Upon hearing of the situation at Three Mile Island, Carter dispatched Harold Denton, the director of the Division of Nuclear Reactor Regulation at the Nuclear Regulatory Commission, to Harrisburg, Pennsylvania as his personal representative. The president was frustrated by his inability to establish telephone contact with Pennsylvania Governor Dick Thornburgh. To solve this problem, he ordered dedicated phones lines be connected between the White House, the NRC, and the State House at Harrisburg. By Saturday, March 31, Carter had decided to pay a personal visit to Harrisburg.
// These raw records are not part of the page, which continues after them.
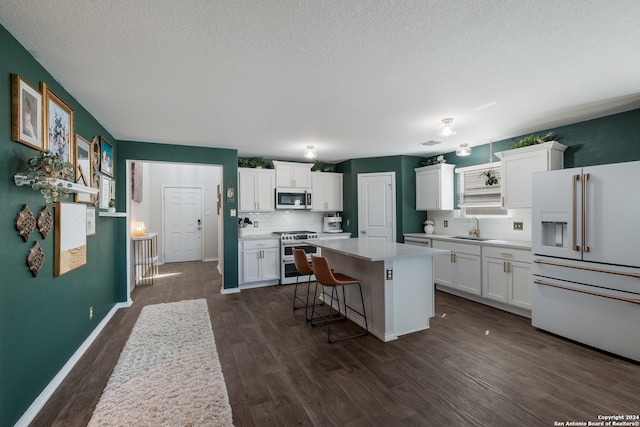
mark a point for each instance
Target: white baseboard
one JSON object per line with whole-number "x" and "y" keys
{"x": 48, "y": 391}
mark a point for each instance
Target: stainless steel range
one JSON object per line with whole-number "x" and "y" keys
{"x": 288, "y": 241}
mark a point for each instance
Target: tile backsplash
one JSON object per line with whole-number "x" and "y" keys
{"x": 491, "y": 227}
{"x": 285, "y": 220}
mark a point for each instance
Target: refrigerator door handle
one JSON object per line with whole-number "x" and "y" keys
{"x": 585, "y": 246}
{"x": 574, "y": 188}
{"x": 597, "y": 294}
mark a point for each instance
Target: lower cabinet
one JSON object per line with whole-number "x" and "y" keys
{"x": 507, "y": 276}
{"x": 259, "y": 260}
{"x": 460, "y": 269}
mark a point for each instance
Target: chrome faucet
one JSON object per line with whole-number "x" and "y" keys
{"x": 475, "y": 231}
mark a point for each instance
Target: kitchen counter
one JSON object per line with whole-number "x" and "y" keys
{"x": 514, "y": 244}
{"x": 375, "y": 250}
{"x": 397, "y": 282}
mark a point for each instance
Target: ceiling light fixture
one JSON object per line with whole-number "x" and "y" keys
{"x": 446, "y": 128}
{"x": 310, "y": 152}
{"x": 463, "y": 151}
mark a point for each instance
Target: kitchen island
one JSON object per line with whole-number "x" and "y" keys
{"x": 397, "y": 282}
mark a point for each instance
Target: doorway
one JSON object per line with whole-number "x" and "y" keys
{"x": 182, "y": 211}
{"x": 149, "y": 208}
{"x": 376, "y": 206}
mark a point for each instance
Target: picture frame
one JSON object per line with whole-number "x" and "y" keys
{"x": 106, "y": 157}
{"x": 58, "y": 119}
{"x": 84, "y": 169}
{"x": 91, "y": 221}
{"x": 26, "y": 113}
{"x": 105, "y": 192}
{"x": 70, "y": 237}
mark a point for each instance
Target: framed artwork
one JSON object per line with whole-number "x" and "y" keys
{"x": 106, "y": 157}
{"x": 91, "y": 221}
{"x": 84, "y": 172}
{"x": 70, "y": 237}
{"x": 59, "y": 122}
{"x": 136, "y": 181}
{"x": 105, "y": 192}
{"x": 26, "y": 113}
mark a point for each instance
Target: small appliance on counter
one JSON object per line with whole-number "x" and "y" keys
{"x": 332, "y": 224}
The national and international media had given the accident at Three Mile Island front page attention for days and venerable network newsman Walter Cronkite was speaking of a "horror" that "could get much worse." Carter believed that the people of Pennsylvania and the nation were looking to him for leadership, so on April 1, Carter inspected the damaged plant. Middletown, Pennsylvania, Mayor Robert Reid later spoke of Carter's visit as providing a much-needed morale boost. "People weren't talking to one another. They were cooped up in their homes, and when he came, it seemed like everyone came out to see the president and it was really a shot in the arm," Reid recounted to writer Mark Stephens. 

In the aftermath of Three Mile Island, President Carter ordered the creation of a special commission, headed by Dartmouth College president John Kemeny, to review the event. The resultant report found fault with the NRC. Carter ordered a re-shuffling of key NRC personnel, but no substantial overhaul. 

Harold Denton
Harold Denton, director of the Division of Nuclear Reactor Regulation at the Nuclear Regulatory Commission, was President Carter's personal representative to Harrisburg "for the duration of the problem" at the Three Mile Island nuclear power plant. The arrival of Denton seemed to immediately calm the frayed nerves of public officials and stem the anger of a frustrated press corps. Reporter Steve Liddick of WCMB radio explained to writer Mark Stephens that "Harold Denton was trusted because he looked like a regular, down-to-earth kind of guy. And people wanted someone to believe." 

Denton's job was far from easy. It fell to him to inform Thornburgh and Carter about a possibly explosive hydrogen bubble discovered above the cooling water, at the top of the reactor pressure vessel. That bubble-and whether or not it would mix with oxygen and set off a devastating explosion -- proved to be the source of intense debate, and fueled nightmarish images of a meltdown. 

At the time of Carter's arrival on Sunday morning, April 1, the question as to whether the bubble would explode was still under debate. Denton informed the president of the risk just as he was preparing to enter the plant. "...I briefed the president on this bubble and the possibility of an explosive mixture and tried to give him the two sides that were out there, but we still didn't have single view on that," Denton remembered.